NEW YORK—Margurie Batts heard a loud noise, and then the water came in.
The storm surge from nearby Coney Island Creek and the Atlantic Ocean rushed into Batts’s home, and reached up to the edge of the second floor.
Luckily, Batts was living on the second floor. Her first floor tenant, a family of four, had evacuated ahead of warnings that Superstorm Sandy could flood low-lying coastal areas.
For over a month, Batts stayed at her son’s home in Long Island. She moved back into her house after the city installed an emergency boiler and got hot water running. But it would be almost two years later when she would finally get her house fixed.
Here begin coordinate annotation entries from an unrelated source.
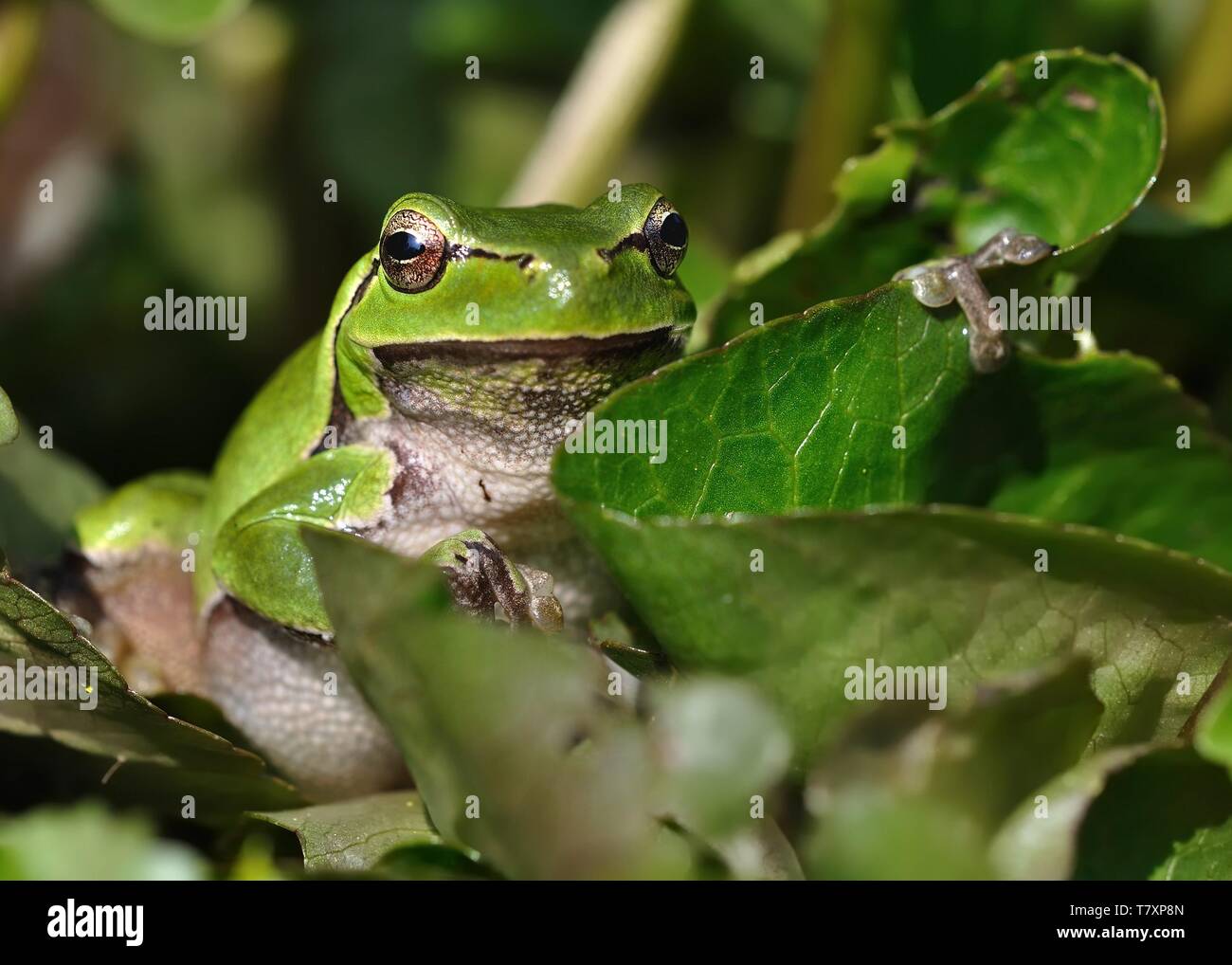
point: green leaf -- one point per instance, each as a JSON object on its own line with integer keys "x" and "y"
{"x": 1066, "y": 158}
{"x": 922, "y": 587}
{"x": 540, "y": 769}
{"x": 432, "y": 863}
{"x": 802, "y": 414}
{"x": 1205, "y": 857}
{"x": 1036, "y": 845}
{"x": 89, "y": 843}
{"x": 8, "y": 420}
{"x": 171, "y": 21}
{"x": 1149, "y": 808}
{"x": 116, "y": 741}
{"x": 1212, "y": 736}
{"x": 41, "y": 489}
{"x": 920, "y": 793}
{"x": 353, "y": 836}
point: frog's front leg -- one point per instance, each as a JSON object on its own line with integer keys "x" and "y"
{"x": 936, "y": 283}
{"x": 481, "y": 578}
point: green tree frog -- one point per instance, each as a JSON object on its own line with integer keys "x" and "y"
{"x": 423, "y": 418}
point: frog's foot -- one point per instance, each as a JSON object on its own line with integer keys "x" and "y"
{"x": 936, "y": 283}
{"x": 140, "y": 615}
{"x": 481, "y": 579}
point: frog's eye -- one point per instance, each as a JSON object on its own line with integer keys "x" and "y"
{"x": 411, "y": 251}
{"x": 666, "y": 235}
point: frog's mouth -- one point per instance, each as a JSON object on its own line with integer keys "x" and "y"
{"x": 464, "y": 352}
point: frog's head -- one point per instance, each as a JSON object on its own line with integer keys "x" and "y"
{"x": 541, "y": 294}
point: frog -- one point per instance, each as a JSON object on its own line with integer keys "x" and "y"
{"x": 423, "y": 417}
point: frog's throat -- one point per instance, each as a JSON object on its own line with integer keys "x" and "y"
{"x": 665, "y": 340}
{"x": 526, "y": 389}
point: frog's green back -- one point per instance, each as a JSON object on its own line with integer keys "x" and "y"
{"x": 279, "y": 429}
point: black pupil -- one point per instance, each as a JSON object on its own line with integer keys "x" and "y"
{"x": 403, "y": 246}
{"x": 674, "y": 230}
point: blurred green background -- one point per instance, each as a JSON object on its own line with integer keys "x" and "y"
{"x": 214, "y": 185}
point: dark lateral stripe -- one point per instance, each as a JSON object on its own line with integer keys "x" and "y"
{"x": 629, "y": 241}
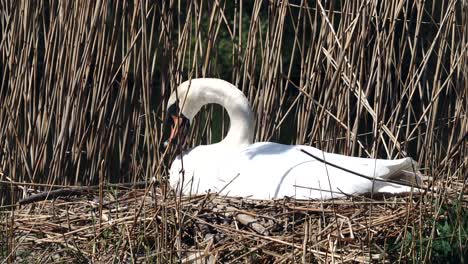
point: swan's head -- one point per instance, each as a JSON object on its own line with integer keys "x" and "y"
{"x": 182, "y": 106}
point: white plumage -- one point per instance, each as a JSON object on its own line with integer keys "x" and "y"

“Anytime you have a void in your life, it isn’t pleasant,” Batts said, an 80-year-old retired postal worker. “But you can’t have it wearing and tearing on you.”
Batts has owned her home on Neptune Ave. in Coney Island for the past 37 years. “I was waiting for my season to come, and it finally has.”
Batts’s home is now getting repairs from the nonprofit Habitat for Humanity, through a new city partnership with local community organizations that the mayor announced on Wednesday, the second-year anniversary since Sandy hit.
The 2012 storm killed 44 New Yorkers and cost the city $19 billion in losses.
Build it Back
Build It Back (BIB), the city’s federally funded recovery program for homeowners affected by Sandy, will now contract with nonprofits and community organizations to rebuild homes.
The expansion will allow the city to link homeowners to services from these groups, even if they previously could not qualify for the program because they didn’t meet the federal eligibility requirements. Batts is one such example.
The program launched in June 2013, and had close to 21,000 homeowners signing up. But help was slow to arrive: in April this year, only 30 reimbursement checks were mailed out and construction began on just nine homes, according to an Epoch Times report published this May.
Mayor Bill de Blasio announced on Wednesday that to date, 762 homes have begun construction, and 1,090 checks have been mailed out. Almost 6,500 applicants were offered a rebuilding plan through the program, of which 4,100 accepted it.
“We need to reach everyone in need,” the mayor said at a press conference outside Batts’s home.
He along with the first lady, City Council Speaker Melissa Mark-Viverito, council members Mark Treyger and Brad Lander, and Brooklyn borough president Eric Adams were among a group of elected officials who volunteered to paint and varnish Batts’s home on Wednesday.
The mayor noted that many local organizations were able to help in the storm’s immediate aftermath, when the city’s resources were stretched thin. “It was clear the first responders in many cases, who got there with the greatest impact, the earliest impact, were the community-based organizations, nonprofits, and faith-based organizations,” de Blasio said.
Habitat for Humanity’s New York chapter began a home repair program for Sandy-damaged homes in Staten Island in the spring of 2013. This May, the organization expanded the program to Coney Island.
In all, volunteers and staff have begun work in roughly 100 homes, 38 of them fully repaired, said John Cruz, a site construction supervisor at the organization.
Cruz began work on Batts’s home about two-and-a-half months ago. “When we got here, there was pretty much nothing fixed,” Cruz said. The entire first floor had to be gutted out.
The repairs are about 80 percent completed, and Cruz hopes to finish by the week of Thanksgiving.
Over 200 volunteers have worked on Batts’s home so far. Nina Missick, 23, and Heather Alford, 24, both began volunteering this summer. They endure a four-hour round-trip commute every Saturday to help out.
Missick didn’t realize the full extent of the storm’s impact, since her home neighborhood of Harlem went relatively unscathed. “I was surprised that a lot of people still needed help,” Missick said.
Alford said that at the end of the day, they’re glad to be able to assist. “In the first year [after Sandy], things were on hold. Things didn’t get done,” she said.
Local council member and chair of the City Council’s committee on storm recovery and resiliency, Mark Treyger said he was glad to finally see “signs of progress,” which didn’t exist last year.
“Communication has improved a lot,” Treyger said. “The problem is with capacity, but the partnership with Habitat for Humanity should improve that,” he said.